As a part of this, we recommend you conduct an actual physical inventory count (or computer reconciliation with hard count) twice a year. Many practitioners do not know their current level of inventory, over or underestimate the true amounts, or rely on inaccurate computer counts. Yes, this takes some time, but being in the know makes a big difference towards appropriate ordering and expense control.

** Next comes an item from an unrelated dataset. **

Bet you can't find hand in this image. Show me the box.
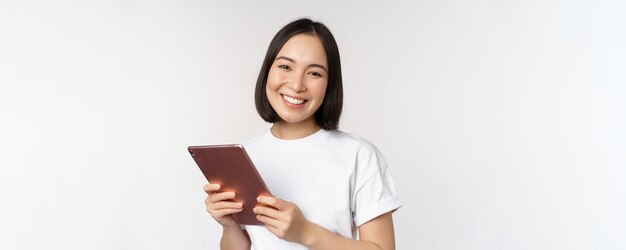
[253,196,312,243]
[204,183,243,228]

While good COGS expense and supply monitoring takes time, this is one of the top two biggest expense areas in the practice (along with wages). It is also often one of the least efficient expense areas. High COGS expense is often the culprit with struggling bottom line profitability. Taking some steps to reveal any COGS issues can go a long way in making profitability progress.

Questions? We can help.

Kirsten Poppen, JD, CVA is a veterinary practice valuator, broker, and consultant for Simmons & Associates Midwest, Inc. She can be reached at 877-322-6465.

  1. Did you know? Management profitability is typically not the same as tax return (or profit and loss statement) profitability. This can be for many reasons, including your sole proprietor and corporate structure, any one-time or non-operating expenses, equipment depreciation, debts, accounting for a fair rent expense, as well as a fair market salary for the owner’s DVM and management work.